But then, as if struck by lightning, the producer hat on me had the idea to bring the soundtrack into my studio and just simply edit out the dialogue bits. I spent the next day meticulously pruning every second of the 11+ minutes of spoken word dialogue from the .wav files I had purchased on the band's bandcamp page, and voila, just like that, a perfect 63-minute album of incredible music was born, a direct descendant of ABGoaTR's intimate relations with my own two loving ears and editing-informed brain :).

And it was when I started to listen to my personal, homemade-edited version that I literally fell in love with it. Imagine if you took the dreamscape mood and brilliance of Pink Floyd's 'Dark Side of the Moon' and mixed it in with the emotive breakthrough creativity of Radiohead's 'Music-for-a-Film' from 'OK Computer' and then sprinkled in the intimate and gorgeous harmonies from the best Simon & Garfunkel releases; put it all in the oven and baked it to a glistening and golden perfection, in fact, I would call it something I've never called anything before: a perfect 10 type of perfection. I'm guessing that's not what Hypno5e set out to achieve when they began the daunting task of scoring the sprawling eco-scape of a film that seems to be a personal labor of love created to display the beauty of Bolivia through the memory lens of Emmanuel Jessua's adolescent experience, wherein he was raised.

So I consider it like mining a diamond in the rough, a diamond made especially valuable once the dialogue is stripped away and the music is left to stand on its own. I would be remiss if I didn't pause to provide some free yet sage Post Production advice (to no one in particular): sometimes a composer/writer can get too close to a project to see it from the end listener's point-of-view, and that's why editing is such an important part of the mix and the mastering stage. If something doesn't fit properly into a project, or worse, if you find yourself spending a lot of time trying to rationalize why something SHOULD fit into a project; hire an experienced editor.
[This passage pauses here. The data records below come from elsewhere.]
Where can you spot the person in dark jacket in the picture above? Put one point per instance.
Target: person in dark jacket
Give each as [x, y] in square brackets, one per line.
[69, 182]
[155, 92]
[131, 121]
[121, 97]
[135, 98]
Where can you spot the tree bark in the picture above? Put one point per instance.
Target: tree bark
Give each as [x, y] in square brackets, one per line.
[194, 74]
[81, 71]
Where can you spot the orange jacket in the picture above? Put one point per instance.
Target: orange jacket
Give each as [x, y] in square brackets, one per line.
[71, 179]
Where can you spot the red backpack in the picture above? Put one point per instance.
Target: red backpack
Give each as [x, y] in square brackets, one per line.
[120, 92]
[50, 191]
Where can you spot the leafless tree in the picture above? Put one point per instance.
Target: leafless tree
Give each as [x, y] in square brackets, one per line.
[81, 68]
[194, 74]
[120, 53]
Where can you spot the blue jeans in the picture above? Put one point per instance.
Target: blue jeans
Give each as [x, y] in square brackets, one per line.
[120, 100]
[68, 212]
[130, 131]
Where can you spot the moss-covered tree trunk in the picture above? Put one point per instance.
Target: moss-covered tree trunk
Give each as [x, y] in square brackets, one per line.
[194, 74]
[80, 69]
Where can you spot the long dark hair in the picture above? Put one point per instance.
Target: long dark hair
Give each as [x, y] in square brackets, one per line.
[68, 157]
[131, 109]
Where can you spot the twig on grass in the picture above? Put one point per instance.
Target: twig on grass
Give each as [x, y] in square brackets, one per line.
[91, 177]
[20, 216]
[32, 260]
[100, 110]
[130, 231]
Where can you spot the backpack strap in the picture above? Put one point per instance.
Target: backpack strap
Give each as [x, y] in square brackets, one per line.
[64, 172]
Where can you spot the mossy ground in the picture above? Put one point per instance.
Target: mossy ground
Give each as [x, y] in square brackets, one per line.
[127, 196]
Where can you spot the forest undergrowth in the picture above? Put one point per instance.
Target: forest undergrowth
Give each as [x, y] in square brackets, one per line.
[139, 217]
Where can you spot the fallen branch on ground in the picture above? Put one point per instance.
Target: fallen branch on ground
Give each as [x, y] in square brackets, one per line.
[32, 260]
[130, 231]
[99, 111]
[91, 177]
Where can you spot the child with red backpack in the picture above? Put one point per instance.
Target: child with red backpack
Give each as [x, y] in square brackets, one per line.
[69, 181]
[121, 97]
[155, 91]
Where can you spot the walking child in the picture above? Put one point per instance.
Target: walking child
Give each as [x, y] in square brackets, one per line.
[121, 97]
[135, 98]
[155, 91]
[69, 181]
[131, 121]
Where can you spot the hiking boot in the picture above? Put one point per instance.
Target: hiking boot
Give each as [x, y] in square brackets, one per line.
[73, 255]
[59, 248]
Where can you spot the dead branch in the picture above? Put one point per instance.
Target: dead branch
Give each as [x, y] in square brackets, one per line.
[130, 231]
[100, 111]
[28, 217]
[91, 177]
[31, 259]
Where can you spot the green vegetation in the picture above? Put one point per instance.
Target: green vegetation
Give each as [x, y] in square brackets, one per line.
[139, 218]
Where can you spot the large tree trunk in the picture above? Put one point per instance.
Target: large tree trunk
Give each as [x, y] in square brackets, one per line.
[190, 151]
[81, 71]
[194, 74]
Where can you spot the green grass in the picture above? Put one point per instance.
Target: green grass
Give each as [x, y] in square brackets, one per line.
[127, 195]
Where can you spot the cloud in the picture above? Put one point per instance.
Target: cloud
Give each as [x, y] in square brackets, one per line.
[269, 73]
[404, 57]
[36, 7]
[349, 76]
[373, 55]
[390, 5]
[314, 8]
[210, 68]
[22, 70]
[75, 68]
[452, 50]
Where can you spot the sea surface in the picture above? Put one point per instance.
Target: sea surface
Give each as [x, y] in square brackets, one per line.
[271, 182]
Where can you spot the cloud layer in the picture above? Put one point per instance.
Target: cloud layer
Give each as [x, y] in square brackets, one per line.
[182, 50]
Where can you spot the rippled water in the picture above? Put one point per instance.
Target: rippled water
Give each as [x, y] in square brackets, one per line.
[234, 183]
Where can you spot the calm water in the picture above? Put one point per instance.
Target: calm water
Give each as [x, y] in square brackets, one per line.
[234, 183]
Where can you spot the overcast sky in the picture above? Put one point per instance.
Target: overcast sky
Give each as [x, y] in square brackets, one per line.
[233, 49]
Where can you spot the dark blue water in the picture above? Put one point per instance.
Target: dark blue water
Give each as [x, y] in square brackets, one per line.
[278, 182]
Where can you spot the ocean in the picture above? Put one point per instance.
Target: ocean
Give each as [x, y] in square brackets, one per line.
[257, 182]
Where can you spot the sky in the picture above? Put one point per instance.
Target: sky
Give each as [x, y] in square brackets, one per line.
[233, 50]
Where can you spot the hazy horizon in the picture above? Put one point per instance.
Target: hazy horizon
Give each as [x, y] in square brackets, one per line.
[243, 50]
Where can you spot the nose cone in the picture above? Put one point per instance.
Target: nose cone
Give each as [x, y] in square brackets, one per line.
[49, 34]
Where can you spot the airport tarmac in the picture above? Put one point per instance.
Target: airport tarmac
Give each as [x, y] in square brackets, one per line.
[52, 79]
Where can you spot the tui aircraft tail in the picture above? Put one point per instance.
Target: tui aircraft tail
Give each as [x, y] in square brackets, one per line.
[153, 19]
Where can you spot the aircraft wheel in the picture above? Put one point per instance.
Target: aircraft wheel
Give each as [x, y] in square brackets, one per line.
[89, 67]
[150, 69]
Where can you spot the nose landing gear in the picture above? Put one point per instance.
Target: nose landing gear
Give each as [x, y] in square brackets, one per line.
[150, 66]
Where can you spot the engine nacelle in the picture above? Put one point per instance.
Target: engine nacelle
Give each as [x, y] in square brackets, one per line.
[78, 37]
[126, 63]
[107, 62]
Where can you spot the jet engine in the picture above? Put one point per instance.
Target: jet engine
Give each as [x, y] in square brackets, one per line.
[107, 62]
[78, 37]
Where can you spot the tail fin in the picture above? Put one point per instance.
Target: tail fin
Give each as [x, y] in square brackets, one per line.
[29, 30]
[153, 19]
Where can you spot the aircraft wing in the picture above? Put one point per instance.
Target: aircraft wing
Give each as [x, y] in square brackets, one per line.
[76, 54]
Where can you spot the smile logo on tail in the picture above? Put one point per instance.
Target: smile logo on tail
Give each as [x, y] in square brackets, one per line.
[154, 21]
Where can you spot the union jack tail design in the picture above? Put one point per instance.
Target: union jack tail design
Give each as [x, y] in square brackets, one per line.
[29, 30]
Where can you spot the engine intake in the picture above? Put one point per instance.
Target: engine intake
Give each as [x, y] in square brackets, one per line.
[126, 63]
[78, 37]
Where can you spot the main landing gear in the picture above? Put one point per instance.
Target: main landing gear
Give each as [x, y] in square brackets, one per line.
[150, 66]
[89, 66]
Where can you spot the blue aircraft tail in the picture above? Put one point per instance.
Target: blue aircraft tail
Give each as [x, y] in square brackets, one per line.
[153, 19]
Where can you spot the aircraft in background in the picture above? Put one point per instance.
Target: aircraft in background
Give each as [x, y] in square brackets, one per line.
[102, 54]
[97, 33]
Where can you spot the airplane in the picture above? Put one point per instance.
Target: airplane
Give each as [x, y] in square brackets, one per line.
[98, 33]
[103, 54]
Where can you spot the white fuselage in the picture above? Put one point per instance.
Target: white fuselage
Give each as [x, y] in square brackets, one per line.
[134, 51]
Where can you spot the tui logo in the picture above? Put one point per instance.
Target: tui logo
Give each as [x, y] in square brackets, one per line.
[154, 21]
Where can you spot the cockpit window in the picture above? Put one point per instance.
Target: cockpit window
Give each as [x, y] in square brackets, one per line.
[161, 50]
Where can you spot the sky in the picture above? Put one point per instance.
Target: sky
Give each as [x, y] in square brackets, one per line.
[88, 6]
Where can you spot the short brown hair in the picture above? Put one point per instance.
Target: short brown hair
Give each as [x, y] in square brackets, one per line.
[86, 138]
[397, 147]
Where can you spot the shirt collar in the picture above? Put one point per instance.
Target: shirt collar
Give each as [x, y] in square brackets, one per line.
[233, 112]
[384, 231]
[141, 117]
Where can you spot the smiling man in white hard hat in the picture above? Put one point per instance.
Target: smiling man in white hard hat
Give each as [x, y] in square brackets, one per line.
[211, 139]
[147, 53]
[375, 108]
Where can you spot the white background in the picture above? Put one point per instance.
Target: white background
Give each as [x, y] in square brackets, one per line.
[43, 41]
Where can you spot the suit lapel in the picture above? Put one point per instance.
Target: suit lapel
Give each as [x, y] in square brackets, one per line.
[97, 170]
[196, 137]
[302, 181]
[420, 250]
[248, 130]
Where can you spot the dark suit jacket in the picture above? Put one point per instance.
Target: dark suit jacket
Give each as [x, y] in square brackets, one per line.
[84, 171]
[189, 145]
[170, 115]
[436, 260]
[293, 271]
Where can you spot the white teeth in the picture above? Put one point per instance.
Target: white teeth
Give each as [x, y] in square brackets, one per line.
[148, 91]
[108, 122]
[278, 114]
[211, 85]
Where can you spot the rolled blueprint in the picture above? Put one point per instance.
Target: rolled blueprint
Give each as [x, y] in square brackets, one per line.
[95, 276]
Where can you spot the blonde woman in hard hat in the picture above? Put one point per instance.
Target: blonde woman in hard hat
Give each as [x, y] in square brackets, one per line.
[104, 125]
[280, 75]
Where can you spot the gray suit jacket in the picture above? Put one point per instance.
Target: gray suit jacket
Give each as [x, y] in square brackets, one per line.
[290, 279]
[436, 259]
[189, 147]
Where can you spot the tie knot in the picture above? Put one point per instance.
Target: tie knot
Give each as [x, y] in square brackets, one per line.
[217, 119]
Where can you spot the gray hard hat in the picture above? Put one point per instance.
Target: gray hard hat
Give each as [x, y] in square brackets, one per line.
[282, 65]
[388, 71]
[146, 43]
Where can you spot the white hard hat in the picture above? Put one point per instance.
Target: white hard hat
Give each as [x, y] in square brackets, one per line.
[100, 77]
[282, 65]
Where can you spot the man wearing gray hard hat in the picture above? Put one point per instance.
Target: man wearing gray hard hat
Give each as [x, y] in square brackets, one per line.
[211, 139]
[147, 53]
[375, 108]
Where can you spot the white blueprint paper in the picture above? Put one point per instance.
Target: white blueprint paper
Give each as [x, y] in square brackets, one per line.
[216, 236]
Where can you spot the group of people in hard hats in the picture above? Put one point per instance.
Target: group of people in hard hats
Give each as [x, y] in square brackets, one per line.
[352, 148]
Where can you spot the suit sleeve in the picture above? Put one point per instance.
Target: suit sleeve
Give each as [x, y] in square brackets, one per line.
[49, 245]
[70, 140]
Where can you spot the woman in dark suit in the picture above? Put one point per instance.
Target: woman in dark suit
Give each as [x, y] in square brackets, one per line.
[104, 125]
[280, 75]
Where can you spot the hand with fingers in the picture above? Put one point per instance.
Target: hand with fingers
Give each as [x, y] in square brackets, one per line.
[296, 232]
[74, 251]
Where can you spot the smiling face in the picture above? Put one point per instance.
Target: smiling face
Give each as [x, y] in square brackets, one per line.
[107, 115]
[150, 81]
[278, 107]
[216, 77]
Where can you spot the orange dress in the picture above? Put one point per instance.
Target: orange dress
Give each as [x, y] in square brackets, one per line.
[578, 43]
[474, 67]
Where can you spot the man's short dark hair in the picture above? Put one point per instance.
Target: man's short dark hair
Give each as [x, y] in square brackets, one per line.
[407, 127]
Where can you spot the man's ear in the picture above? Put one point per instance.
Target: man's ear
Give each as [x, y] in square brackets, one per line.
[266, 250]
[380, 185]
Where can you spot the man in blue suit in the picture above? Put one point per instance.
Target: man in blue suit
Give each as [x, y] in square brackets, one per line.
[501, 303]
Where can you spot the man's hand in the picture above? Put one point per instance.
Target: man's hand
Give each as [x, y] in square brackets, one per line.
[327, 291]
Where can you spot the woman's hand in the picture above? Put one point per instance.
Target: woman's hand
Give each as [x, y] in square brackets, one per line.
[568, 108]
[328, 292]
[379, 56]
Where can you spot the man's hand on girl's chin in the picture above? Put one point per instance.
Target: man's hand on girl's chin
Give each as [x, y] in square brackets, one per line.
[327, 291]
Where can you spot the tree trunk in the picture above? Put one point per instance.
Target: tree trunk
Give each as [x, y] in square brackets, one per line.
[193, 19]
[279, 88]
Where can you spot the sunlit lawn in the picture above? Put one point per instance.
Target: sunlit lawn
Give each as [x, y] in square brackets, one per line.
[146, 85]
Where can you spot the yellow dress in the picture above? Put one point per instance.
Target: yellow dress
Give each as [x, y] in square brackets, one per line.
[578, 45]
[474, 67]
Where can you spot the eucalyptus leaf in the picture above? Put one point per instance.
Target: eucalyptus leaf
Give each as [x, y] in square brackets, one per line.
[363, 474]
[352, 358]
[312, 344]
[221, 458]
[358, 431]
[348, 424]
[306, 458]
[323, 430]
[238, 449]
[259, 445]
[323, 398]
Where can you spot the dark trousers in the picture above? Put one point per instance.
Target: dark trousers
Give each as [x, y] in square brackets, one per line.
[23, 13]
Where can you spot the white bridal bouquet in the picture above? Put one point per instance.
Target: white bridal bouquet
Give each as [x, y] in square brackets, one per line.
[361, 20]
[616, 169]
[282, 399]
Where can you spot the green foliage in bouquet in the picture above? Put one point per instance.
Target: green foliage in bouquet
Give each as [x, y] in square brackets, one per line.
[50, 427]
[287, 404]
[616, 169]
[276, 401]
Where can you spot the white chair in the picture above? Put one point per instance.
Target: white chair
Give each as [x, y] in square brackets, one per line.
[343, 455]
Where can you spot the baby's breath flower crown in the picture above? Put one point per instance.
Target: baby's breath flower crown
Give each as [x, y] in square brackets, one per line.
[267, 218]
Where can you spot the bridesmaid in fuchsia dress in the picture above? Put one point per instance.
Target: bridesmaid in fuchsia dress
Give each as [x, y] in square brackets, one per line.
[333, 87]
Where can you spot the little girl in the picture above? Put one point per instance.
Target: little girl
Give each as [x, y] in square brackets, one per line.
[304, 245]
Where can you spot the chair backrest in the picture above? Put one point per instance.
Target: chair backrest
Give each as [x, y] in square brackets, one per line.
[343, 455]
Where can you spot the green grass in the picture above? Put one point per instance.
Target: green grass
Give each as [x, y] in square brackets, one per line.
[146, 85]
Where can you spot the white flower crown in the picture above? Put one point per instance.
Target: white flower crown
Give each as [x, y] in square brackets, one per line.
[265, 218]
End of advice.

And now on to reviewing the music: 'Alba - Les Ombres Errantes' is a soundtrack that truly packs the power of the three above-mentioned Monolithic Music Milestones and generates its own mathematical calculation of synergy; forming a perfect 10 to the exponential power of 3. This score is a jaw-dropping timeless wonder that will move to the top of the list for anyone who will give this spectacular and brilliant emotive bundle of beauty repeated listens.

Let me predict: Its acoustic and nylon string-focused guitar performance, prowess and compositional maturity will stop you in your tracks. Its gorgeously intimate melodies and harmonies will make you feel again. Its percussive and bass accompaniment that brings and releases tension through restraint will haunt you dreams. Its ebb and flow of emotive song structures and instrumental passages will demand your repeat attention. Its whisper-across-the-pillow beauty woven into every stitch of its tapestry will touch your heart and your soul. It will draw you in. You will find yourself leaning in. And it will become something you tell your loved ones about. You will absolutely want to share it as a great discovery with your family and friends.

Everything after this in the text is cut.